“They Embraced and Wept”

gettysburgOn the days of July 1st to July 3rd 1863, the Union and Confederate armies clashed in the largest battle of the American Civil War at a little village named Gettysburg. More than 160,000 soldiers dressed in blue or gray entered those Pennsylvania fields, and a staggering 51,000 became casualties in the fighting.

Some of the fiercest combat occurred on the last day of the battle with what historians call “Pickett’s Charge.” General Robert E. Lee ordered an advance of some 14,000 Confederate troops led by George Pickett, across an open field, to take Cemetery Ridge held by Union troops and artillery dug in on the other side.

The battle lasted less than an hour and not half of the Confederate troops survived. It was a bloody end to the deadliest battle in the Civil War’s history. The Union was the accepted “winner,” but winning is a term hardly appropriate for so much suffering.

Fifty years later, in July 1913, surviving veterans of the armies that fought that day returned to Gettysburg for a reunion. It was the largest gathering of Civil War veterans ever assembled, with more than 50,000 in attendance. The youngest veteran was 61 years old, and the senior member claimed to be 112.

In that summer the world was once again on the edge of war (Isn’t it always?). There were terrible fears – socially, politically, and economically. But for a few days the nation set aside its anxieties and turned its attention to those old men once again assembled on the rolling hills of Pennsylvania.
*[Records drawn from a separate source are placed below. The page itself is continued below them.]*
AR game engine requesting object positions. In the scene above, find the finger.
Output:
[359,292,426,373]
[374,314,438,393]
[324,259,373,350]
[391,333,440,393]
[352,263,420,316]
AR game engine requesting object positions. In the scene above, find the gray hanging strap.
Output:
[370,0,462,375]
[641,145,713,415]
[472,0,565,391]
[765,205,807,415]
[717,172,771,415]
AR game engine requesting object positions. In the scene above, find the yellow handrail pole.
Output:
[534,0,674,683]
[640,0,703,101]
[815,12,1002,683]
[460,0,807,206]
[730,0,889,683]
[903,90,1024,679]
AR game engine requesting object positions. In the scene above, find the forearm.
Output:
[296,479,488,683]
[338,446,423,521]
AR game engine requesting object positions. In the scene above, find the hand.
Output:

The Washington Post wrote of the Gettysburg reunion: “Nothing could possibly be more impressive or more inspiring…than this gathering. They feel the thrill of bygone days, without a knowledge of its bitterness, which, thank God, has passed. But even more touching must be the emotions of these time-worn veterans, as they assemble on an occasion that in itself constitutes a greater victory than that of half a century ago.”
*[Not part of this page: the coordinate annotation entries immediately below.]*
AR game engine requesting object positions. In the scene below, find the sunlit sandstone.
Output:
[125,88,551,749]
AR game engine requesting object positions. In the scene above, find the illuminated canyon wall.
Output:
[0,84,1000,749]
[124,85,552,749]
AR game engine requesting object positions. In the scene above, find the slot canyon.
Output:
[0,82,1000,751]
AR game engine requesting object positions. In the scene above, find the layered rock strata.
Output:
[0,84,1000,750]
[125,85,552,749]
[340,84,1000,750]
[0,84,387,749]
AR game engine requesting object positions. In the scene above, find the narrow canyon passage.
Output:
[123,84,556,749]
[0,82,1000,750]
As part of the reunion, surviving members of Pickett’s Charge assembled for a reenactment. The old Union soldiers took their position on Cemetery Ridge, and the old Confederates marched across the open field as they had done fifty years earlier.

Frederick Buechner says, “Then an extraordinary thing happened,” as the old Union soldiers moved out to rush down at the old men marching across the field. “A great cry went up, only instead of doing battle as they had a half century earlier, this time they threw their arms around each other. They embraced and wept.”

Buechner goes on to use this as an example of the new world in which we can live. The old animosities and former battles between people that could not live together are gone. We are brought together as one people, not because of the flag we wave, but because of the love that Christ brings – even among those who were bitter enemies.

God’s love in Christ knows no limit. Serial killers, thieves, prostitutes, Wall Street pirates, dirty politicians, exploiters of the innocent, the enemies of our way of life: He doesn’t approve of injustices – God forbid – but still he loves all those in his world.

“While we were still sinners,” the Bible says, “Christ died for us.” Once we were God’s enemies but in Christ God took the necessary, loving steps to reconcile us to himself. So it is that when we love without limit, when we love those who are our enemies, we are reflecting the nature of God. No, it is not practical. It is not right, fair, or justifiable; but it is love.

Forgiveness of our enemies is not natural, because humans are innately violent. But when we follow and are changed by Jesus, we are set free from the slavery of our human nature and what the world declares as normal. To follow Christ means we have found a new way to live, set free to love those we once hated. And when we are no longer fastened to what we once were, that is the greatest victory of all.